Eu devia ter quatro ou cinco anos, talvez até seis, realmente a idade exata não dá para lembrar, mas neste período complicado na vida dos meus pais eu passei com minha saudosa avó materna. Ela era uma mulher de pavio curto, de veneta, de humor oscilante. Se eu espirrasse num momento em que ela achava não era para pra espirrar, lá vinham sopapos, beliscões e puxões de orelha. Foi uma infancia dificil e infeliz. Mas não por causa das sovas sem motivos, mas por uma sensação onipresente de desproteção.
Lembro de forma vaga de um episódio ocorrido naqueles idos de 60. Minha avó tinha um coração muito grande, já comentei aqui que ela ia aos velórios prestar condolências a pessoas que ela nem conhecia, talvez fosse assim uma forma de se fazer notada, de ter importância para aqueles individuos. Morávamos em Guarulhos, num lugar que chamavam de Taboão (acho que era isso). Certa tarde, uma vizinha nossa, estava prestes a dar a luz, minha avó acudiu.

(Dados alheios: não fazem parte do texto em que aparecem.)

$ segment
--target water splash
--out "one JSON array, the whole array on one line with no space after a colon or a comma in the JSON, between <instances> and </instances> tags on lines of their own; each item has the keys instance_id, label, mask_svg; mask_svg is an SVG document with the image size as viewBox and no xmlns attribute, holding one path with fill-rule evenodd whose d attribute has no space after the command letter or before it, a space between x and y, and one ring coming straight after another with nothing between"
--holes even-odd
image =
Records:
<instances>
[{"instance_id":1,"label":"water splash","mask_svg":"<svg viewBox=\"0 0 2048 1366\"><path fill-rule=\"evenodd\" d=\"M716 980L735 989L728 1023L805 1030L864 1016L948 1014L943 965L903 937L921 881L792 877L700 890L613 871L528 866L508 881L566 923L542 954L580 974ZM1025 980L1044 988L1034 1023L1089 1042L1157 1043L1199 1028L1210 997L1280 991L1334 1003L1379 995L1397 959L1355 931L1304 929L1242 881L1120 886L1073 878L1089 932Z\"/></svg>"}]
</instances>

Não sei dizer se a tal moça, não tinha ninguem por ela, mas a realidade era que minha avó esteve ao lado dela naquele momento crucial. Como não havia com que me deixar, acompanhei as mulheres naquela odisséia. Primeiro fomos de charrete até não sei onde (um posto de saúde ou hospital talvez?) e de lá para uma ambulância. No veículo (e isto eu me lembro bem), haviam dois leitos, de um lado a grávida, do outro um cara de farda militar com um dos pés (ainda com a bota) torto e totalmente esmagado. Foi uma visão estranha, o couro do coturno lacerado com muito sangue pingando. Aqui as lembranças ficam mais difusas, mas creio que chegamos ao hospital onde a parturiente ficaria internada. Recordo de um certo temor por todas aquelas luzes da cidade grande. Eu nunca havia estado num lugar com tantos neons multicoloridos. Um mundo novo e assustador. Devia ser o centrão de São Paulo. Ficamos horas a espera de um ônibus. Até hoje ignoro como regressamos para casa pois minha avó era analfabeta de pai e mãe.
Chegamos era madrugada alta. Realmente a misericórdia de Deus na minha vida é infinita.
Me lembrei disto hoje nem sei porque e me senti compelido a registrar aqui, antes que eu venha a me esquecer de novo e quem sabe permanentemente. Foi a minha infancia, não há como nega-la.
Na boa, não há qualquer tipo de mágoa ou ressentimento pela ausência dos meus pais neste período, sei que eles estavam batalhando para que tivéssemos nosso lugar, isto aconteceu um tempo mais tarde.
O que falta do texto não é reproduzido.